The question here is whether a suit by the Secretary in her representative capacity as the head of the Department of Professional Regulation satisfies the statutory requirement that suit be filed in the name of the state. We think not.
We do not find that this specific question has been before the courts in Florida. However, it is a basic principle of law that
While the “powers of government”, that are divided and limited by the constitution cannot legally be delegated or exercised except as authorized by the constitution, yet valid and appropriate statutes may, within organic limitations, confer upon officers or commissions or boards, administrative or ministerial authority and duties, which may require the exercise of administrative discretion and judgment. But in all cases when the rights of life, liberty or property are materially affected by the exercise of official administrative or ministerial discretion and judgment, due process of law must be afforded; and the proceedings must accord with valid statutory requirements; for such proceedings have a legal basis only in a compliance with valid statutory provisions conferring the authority. The official act is authorized only when the material provisions of the statute authorizing or regulating action are obeyed.
Williams v. Kelly, 133 Fla. 244, 182 So. 881 (1938).
The right of a state officer to bring an action in his or her capacity as such officer is discussed in 81A C.J.S. States § 297 (1977) thusly:
Capacity of state board or officer to sue as such. The state may prescribe by statute cases in which its officers or agents may sue in their own or official names, and, where a state board or commission constitutes a legal entity distinct from the state, it will ordinarily be accorded the power to sue, and the state’s inherent right to sue in its own courts extends to any of its sovereign agencies possessing the requisite capacity. On the other hand, a state board or commission which is not an entity apart from the state, lacks capacity to sue in its own name in the absence of statutory authorization, and, where the statute extends capacity to sue to the board or officer only under prescribed circumstances, suit may not be brought where the facts fail to bring the case within the purview of the statute, (emphasis added).
Id. at 941, 942.
Had the Legislature intended the Secretary to have the right to bring the action in her official capacity it would have said so.
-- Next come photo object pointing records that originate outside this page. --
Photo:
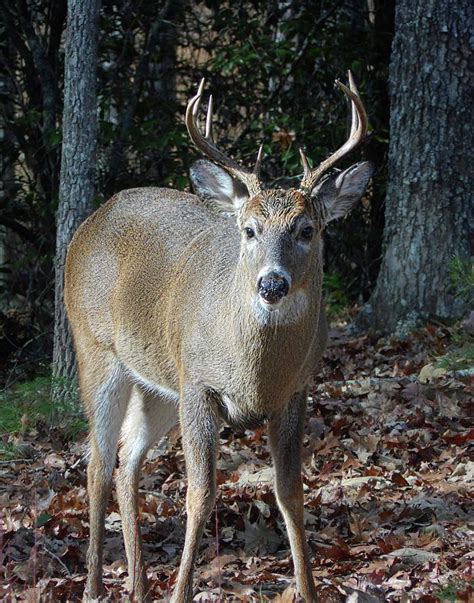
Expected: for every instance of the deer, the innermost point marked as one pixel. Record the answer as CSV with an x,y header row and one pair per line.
x,y
203,309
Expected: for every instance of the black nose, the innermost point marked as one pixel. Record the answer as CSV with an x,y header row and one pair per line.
x,y
272,287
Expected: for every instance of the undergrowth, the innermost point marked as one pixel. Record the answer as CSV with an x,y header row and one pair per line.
x,y
28,406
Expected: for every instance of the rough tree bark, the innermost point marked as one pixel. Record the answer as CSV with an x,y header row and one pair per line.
x,y
429,204
76,189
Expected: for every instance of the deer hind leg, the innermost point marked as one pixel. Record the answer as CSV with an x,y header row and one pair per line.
x,y
105,389
148,419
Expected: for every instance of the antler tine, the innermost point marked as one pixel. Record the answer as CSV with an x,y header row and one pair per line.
x,y
354,116
209,135
258,162
357,134
304,161
207,146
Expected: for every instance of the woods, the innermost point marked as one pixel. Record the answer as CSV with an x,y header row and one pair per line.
x,y
93,97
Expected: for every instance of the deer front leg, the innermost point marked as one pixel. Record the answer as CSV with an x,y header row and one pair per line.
x,y
286,436
199,430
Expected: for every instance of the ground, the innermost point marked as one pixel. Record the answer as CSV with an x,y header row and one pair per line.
x,y
388,483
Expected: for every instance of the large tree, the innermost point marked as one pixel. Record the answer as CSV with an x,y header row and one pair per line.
x,y
77,180
429,201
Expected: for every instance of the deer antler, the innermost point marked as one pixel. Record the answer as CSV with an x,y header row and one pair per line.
x,y
358,132
208,147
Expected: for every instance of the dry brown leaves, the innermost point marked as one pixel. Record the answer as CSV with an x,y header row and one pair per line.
x,y
388,481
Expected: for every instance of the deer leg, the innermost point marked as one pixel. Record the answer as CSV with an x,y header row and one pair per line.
x,y
106,390
199,428
148,419
286,436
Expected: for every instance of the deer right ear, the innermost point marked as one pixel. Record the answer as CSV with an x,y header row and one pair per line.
x,y
215,185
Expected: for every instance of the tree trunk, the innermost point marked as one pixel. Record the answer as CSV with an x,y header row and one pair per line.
x,y
76,189
429,204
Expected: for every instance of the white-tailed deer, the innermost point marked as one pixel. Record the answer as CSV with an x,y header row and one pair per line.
x,y
201,309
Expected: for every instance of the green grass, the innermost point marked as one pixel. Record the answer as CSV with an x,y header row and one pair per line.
x,y
28,406
449,592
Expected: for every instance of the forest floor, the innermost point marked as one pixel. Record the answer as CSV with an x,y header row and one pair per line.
x,y
388,487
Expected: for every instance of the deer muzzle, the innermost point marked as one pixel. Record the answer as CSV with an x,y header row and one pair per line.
x,y
272,287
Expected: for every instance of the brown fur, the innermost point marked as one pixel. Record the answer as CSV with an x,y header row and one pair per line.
x,y
161,296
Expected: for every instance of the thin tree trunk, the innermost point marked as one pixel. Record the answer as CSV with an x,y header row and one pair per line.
x,y
76,190
429,200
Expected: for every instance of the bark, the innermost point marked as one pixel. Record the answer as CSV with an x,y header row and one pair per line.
x,y
76,189
429,205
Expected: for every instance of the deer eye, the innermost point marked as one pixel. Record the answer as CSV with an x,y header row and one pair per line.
x,y
307,233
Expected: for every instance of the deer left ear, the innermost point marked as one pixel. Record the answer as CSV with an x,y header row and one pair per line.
x,y
336,195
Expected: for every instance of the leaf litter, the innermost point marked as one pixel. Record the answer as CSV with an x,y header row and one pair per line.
x,y
388,477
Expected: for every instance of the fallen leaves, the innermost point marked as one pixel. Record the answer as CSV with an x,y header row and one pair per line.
x,y
388,490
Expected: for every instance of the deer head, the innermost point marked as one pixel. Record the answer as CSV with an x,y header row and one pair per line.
x,y
280,229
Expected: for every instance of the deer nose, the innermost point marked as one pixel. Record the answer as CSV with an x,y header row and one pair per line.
x,y
272,287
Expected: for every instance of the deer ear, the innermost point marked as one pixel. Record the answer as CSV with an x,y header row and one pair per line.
x,y
216,186
337,195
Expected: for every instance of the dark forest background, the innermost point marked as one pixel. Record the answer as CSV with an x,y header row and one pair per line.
x,y
271,67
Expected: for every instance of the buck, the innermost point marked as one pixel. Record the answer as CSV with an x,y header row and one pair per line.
x,y
201,309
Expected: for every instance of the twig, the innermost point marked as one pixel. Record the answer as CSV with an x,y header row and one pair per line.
x,y
60,561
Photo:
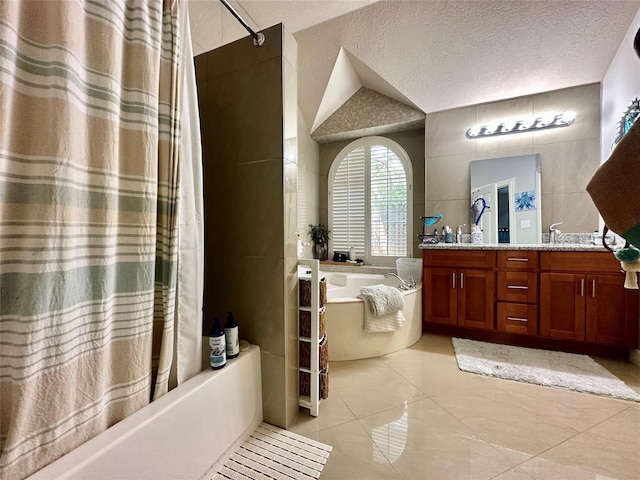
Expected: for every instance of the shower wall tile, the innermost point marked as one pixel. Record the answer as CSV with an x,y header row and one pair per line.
x,y
274,388
246,95
243,55
567,167
256,114
250,287
248,222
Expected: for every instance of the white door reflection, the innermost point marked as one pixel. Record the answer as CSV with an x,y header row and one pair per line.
x,y
390,439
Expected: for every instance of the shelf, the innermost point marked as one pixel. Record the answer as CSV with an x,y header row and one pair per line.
x,y
309,272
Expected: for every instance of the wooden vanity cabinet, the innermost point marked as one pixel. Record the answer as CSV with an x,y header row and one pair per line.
x,y
582,298
517,292
564,300
459,288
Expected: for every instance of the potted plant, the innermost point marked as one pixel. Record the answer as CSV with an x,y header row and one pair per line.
x,y
320,237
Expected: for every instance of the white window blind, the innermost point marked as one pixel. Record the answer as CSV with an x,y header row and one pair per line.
x,y
369,200
348,203
388,204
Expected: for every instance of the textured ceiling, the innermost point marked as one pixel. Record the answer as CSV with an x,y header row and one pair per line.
x,y
438,54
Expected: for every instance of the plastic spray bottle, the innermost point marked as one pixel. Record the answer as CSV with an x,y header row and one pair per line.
x,y
217,357
231,335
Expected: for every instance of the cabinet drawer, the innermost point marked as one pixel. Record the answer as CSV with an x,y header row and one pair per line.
x,y
517,318
459,258
518,259
519,287
580,262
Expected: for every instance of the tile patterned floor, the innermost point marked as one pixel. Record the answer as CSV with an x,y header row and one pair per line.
x,y
413,415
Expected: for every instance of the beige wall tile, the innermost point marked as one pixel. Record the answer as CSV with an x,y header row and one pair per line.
x,y
576,210
445,132
447,178
584,100
569,156
514,109
567,167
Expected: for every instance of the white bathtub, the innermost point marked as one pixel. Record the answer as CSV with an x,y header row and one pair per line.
x,y
345,318
183,435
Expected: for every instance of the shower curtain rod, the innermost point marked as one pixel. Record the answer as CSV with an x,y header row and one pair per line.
x,y
258,38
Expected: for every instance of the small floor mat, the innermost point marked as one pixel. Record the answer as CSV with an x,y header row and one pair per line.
x,y
273,453
542,367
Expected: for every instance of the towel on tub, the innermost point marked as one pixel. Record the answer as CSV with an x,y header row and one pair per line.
x,y
382,308
390,322
383,299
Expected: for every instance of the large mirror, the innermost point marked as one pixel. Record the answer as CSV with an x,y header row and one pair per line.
x,y
511,188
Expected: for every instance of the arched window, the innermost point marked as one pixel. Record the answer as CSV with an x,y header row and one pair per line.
x,y
370,200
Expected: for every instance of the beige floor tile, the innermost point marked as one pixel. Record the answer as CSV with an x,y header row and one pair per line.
x,y
417,416
333,411
611,448
514,474
422,440
371,389
354,455
628,372
539,469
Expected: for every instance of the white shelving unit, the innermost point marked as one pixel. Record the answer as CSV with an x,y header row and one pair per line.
x,y
310,270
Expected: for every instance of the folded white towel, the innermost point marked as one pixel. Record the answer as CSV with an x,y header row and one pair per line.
x,y
383,299
390,322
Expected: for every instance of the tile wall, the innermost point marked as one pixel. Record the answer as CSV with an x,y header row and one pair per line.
x,y
248,108
569,156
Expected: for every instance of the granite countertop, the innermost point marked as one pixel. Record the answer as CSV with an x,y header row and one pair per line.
x,y
560,247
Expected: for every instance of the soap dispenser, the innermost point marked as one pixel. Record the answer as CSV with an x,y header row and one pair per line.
x,y
217,357
231,336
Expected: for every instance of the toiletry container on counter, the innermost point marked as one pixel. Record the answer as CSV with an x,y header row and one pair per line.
x,y
409,267
217,356
231,337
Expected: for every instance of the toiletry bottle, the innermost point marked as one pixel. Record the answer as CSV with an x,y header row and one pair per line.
x,y
217,357
231,336
448,234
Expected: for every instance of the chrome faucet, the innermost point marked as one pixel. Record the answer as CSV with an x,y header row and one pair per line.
x,y
554,232
403,285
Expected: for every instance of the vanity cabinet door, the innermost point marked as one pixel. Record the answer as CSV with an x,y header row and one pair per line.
x,y
439,293
612,311
562,306
476,298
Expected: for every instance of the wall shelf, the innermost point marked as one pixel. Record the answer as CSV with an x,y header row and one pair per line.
x,y
311,372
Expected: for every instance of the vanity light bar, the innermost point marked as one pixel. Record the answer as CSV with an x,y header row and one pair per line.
x,y
540,123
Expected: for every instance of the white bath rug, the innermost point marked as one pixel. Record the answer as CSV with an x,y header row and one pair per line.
x,y
555,369
272,453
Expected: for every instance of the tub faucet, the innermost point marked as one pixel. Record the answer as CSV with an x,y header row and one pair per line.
x,y
403,285
554,232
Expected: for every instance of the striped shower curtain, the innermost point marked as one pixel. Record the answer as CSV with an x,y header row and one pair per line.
x,y
91,212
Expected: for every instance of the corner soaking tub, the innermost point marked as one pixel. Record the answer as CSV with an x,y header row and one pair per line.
x,y
345,318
Section 455.211(1) specifically gives “the secretary of the department standing to challenge any rule or proposed rule of a board ...” Section 455.211(2) states that “either the secretary or the board shall be a substantially interested party for purposes of § 120.54(5).” Section 455.225, in discussing disciplinary proceedings, gives the secretary power to grant certain extensions of time. So it would seem that where the Legislature intends to give the secretary standing to bring the action, as secretary of the department, it has said so. In this instance, the statute requires the action to be brought by the department in the sovereign name of the state.
*1004Appellants’ motion to dismiss on the ground that the secretary had no standing to bring the action should have been granted, so the order granting the temporary injunction is reversed and the cause is remanded to the trial court with directions to dismiss the complaint.
REVERSED and REMANDED.
COBB and FRANK D. UPCHURCH, Jr., JJ., concur.